Mahlakeng heaved a sigh of relief when in January last year the Court of Appeal President Justice Michael Ramodibedi ruled that the Basotho Congress Party and the Basutoland Congress Party are one and the same entity ending a month-old row over the name of the party.
The judgment meant Mahlakeng remained the legitimate and only leader of the BCP which had been torn by bitter factional fights.
Justice Ramodibedi ruled that Mahlakeng was correct in insisting his nemesis, Putsoa and Mphanya, were wrong to suggest the Basotho Congress Party and the Basutoland Congress party were two different entities.
Putsoa and Mphanya, supported by a committee of 17 members, had planned to hold a special conference in January last year to elect a new national executive committee of the Basutoland Congress Party while sidelining Mahlakeng and the Basotho Congress Party executive committee.
They also wanted to register with the Independent Electoral Commission (IEC) as a different entity from the Basotho Congress Party, saying Mahlakeng had formed “a thing of his” that had no connection with their party.
They also wanted Mahlakeng and the Basotho Congress Party to vacate the party headquarters in Maseru alleging the party did not have any offices.
The Putsoa-led faction also wanted to stop Mahlakeng and the Basotho Congress Party from collecting rentals from tenants at the party’s properties arguing the properties belonged to the Basutoland Congress Party.
If Justice Ramodibedi had not ruled that the Basutoland Congress Party and the Basotho Congress Party were one party, Putsoa and Mphanya would have held their elective conference and ousted Mahlakeng from the party offices.

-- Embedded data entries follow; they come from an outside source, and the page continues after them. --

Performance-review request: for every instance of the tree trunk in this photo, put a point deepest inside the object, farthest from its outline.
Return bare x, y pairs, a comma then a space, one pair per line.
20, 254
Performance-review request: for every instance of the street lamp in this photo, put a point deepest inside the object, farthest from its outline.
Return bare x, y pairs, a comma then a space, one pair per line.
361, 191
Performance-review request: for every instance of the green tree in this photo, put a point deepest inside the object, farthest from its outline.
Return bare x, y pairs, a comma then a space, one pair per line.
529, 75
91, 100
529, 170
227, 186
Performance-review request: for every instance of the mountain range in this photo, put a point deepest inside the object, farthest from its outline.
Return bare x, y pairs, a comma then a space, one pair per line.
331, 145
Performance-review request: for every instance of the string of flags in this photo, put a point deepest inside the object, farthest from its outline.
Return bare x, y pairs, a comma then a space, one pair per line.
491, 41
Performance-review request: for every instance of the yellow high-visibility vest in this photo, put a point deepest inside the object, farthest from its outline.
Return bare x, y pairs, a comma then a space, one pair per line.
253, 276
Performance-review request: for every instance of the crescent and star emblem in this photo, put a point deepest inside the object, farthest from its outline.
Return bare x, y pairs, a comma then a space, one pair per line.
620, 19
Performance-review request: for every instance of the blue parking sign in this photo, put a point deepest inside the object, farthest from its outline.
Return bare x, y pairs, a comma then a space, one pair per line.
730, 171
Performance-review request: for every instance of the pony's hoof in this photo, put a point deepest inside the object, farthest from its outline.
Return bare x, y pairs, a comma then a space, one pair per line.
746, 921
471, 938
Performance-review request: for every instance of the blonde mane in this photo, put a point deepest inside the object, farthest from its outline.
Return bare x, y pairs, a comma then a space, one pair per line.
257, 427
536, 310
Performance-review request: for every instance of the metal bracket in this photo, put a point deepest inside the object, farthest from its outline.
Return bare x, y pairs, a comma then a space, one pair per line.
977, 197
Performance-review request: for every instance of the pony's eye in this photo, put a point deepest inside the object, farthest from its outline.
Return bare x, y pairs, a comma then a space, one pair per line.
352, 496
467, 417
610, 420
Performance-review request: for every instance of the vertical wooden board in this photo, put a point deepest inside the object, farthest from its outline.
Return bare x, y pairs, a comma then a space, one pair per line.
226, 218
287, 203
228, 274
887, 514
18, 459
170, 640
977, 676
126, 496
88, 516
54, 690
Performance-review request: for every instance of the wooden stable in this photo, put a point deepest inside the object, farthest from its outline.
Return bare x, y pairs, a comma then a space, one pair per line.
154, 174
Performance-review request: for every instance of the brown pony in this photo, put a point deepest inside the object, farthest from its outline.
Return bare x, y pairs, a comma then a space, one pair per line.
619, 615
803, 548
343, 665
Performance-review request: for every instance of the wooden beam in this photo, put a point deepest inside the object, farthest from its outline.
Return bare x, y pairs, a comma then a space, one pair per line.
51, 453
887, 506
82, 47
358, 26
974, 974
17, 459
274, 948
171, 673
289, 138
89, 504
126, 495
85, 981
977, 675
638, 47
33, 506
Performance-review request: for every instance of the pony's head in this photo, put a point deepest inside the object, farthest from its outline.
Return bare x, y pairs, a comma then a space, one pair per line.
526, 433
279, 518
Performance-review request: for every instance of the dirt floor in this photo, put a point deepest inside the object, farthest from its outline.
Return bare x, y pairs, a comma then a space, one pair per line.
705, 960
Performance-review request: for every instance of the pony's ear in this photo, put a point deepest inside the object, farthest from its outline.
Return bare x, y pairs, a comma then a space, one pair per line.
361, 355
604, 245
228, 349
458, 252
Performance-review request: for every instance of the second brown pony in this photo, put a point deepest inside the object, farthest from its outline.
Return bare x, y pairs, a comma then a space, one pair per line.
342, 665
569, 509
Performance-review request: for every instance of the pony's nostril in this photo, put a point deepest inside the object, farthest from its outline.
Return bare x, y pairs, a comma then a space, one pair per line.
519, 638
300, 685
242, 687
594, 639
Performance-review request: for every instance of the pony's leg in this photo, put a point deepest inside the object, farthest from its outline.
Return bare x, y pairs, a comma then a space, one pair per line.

Mahlakeng would also have found himself being struck off the party’s candidate list for the 2012 general election.
Putsoa’s faction had asked for an order which would have restrained the IEC and the Registrar of Societies from dealing with the affairs of the Basotho Congress Party after the High Court had in 2011 ruled that Basotho Congress Party and the Basutoland Congress Party were two different entities.
Following this ruling, the faction led by Putsoa and Mphanya began arrangements to prepare for an annual general meeting to elect their party’s national executive committee.
Mahlakeng appealed against the High Court decision.
The BCP never held any general conference since then.
Mahlakeng confirmed to Lena that Lesotho’s oldest political party was weakened by two splits.
The near fatal split was in 1997 when the founding member and leader Ntsu Mokhehle toppled the government he led by forming the Lesotho Congress for Democracy in parliament, making the party that had won all 65 constituencies to become an opposition.
The second split was in 2002 when Molapo Qhobela, who had been elected leader after Mokhehle’s defection, formed the Basutoland African Congress after months of infighting with Mphanya.
Mahlakeng said it’s high time that the party engaged in educating voters the difference between BCP ideology and other parties’.